Gorogoa's puzzles never feel like obstacles to overcome one at a time – they are the means by which the story is told. Today I'm reviewing Gorogoa for the Nintendo Switch. Eh, I never agree with the this amount of money should get me this amount of time. I felt a bit let down too but ultimately I enjoyed the game. Between and even during the process of solving a puzzle I often found myself reading Gorogoa like a book or admiring it like you would a painting, allowing its collection of detailed landscapes, cluttered homes, and ancient artifacts to take on new meanings over time until its story became a living, breathing thing rather than just a serviceable plot. Gorogoa is all hand-drawn animation (as far as I know) and so that is part of the price. Lavish palaces stand tall over the crumbling ruins of a city. Coming to Nintendo Switch on December 14. Images of war and destruction juxtapose scenes of great wealth and royalty. GOROGOA is an elegant evolution of the puzzle genre, told through a beautifully hand-drawn story designed and illustrated by Jason Roberts.
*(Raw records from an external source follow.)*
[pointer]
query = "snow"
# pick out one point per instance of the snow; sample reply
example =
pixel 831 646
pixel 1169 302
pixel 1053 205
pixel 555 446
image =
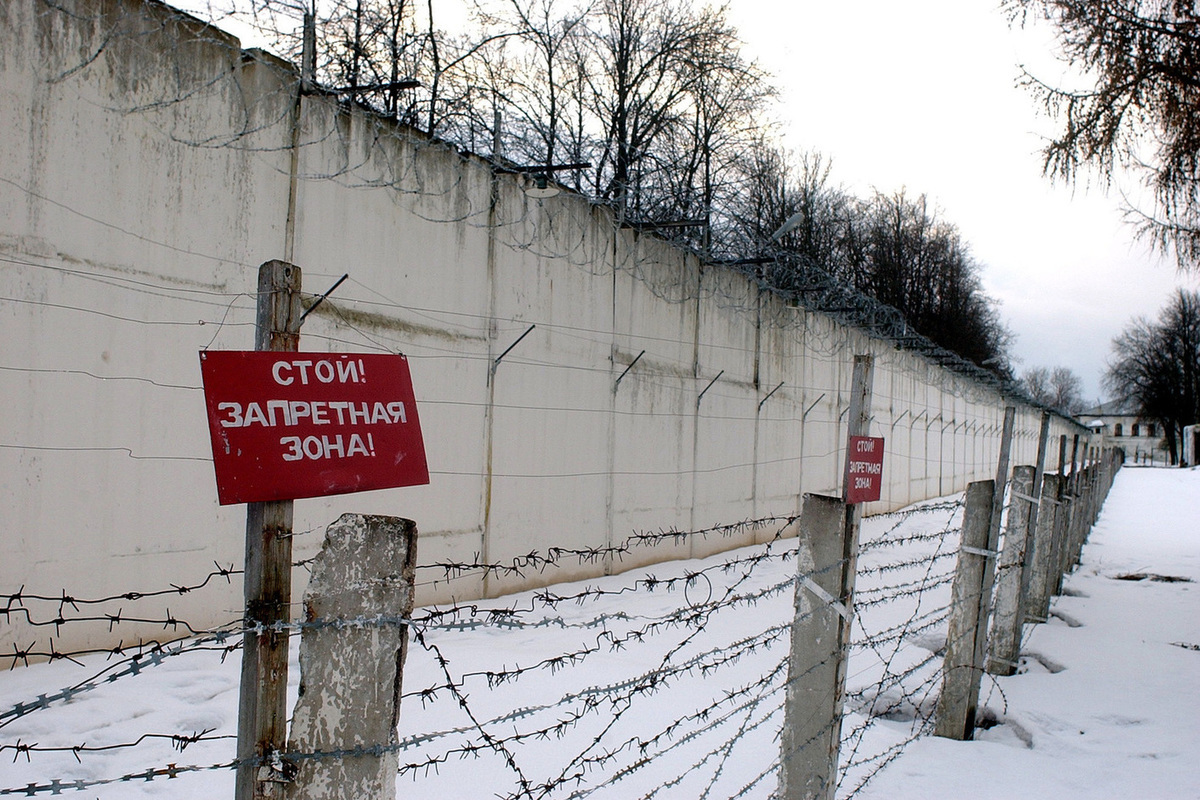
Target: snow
pixel 1104 707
It is Gorogoa’s biggest, most fulfilling puzzle to piece together: you help guide a young boy on his quest to collect fruits for a majestic yet terrifying beast, but for what purpose is not immediately known. “Like nearly all puzzle games Gorogoa’s imaginative puzzles sadly lose that initial spark of excitement after you learn their tricks, but its ambiguous and somber story warrants more than one playthrough, as late-game revelations lend insightful new context to its early moments. In this way, every exciting step in my journey also became a startling revelation about Gorogoa’s captivating mythology - small moments that play towards a larger, more intricate whole. Gorogoa’s puzzles involve manipulating anywhere between one and four images on a two-by-two grid. I found myself reaching far into the past and out into distant lands to enact change on the present - a clever mechanism that fuels the fresh and magical interactions behind each puzzle and acts as a bittersweet meditation on memory and loss. In these puzzles time and space aren’t bound by the laws of physics, allowing old and new to merge into a singular moment.
#GOROGOA SWITCH SERIES#
In another, I guided a character through a series of framed photographs by stacking doorways, rotating ancient ruins, and slotting the patterns of a porcelain plate into a floating cog. Find the console, controllers and accessories, as well as popular games like Zelda, Skyrim and Fortnite. In one sequence, I stole the glow of a distant star to light a lantern. Target carries all the latest Nintendo Switch items. But as you explore, rearrange, and stack its panels - sometimes stripping layers off one image to create two distinct ones - its disjointed vignettes, symbols, and scenes start to come together in increasingly surprising ways.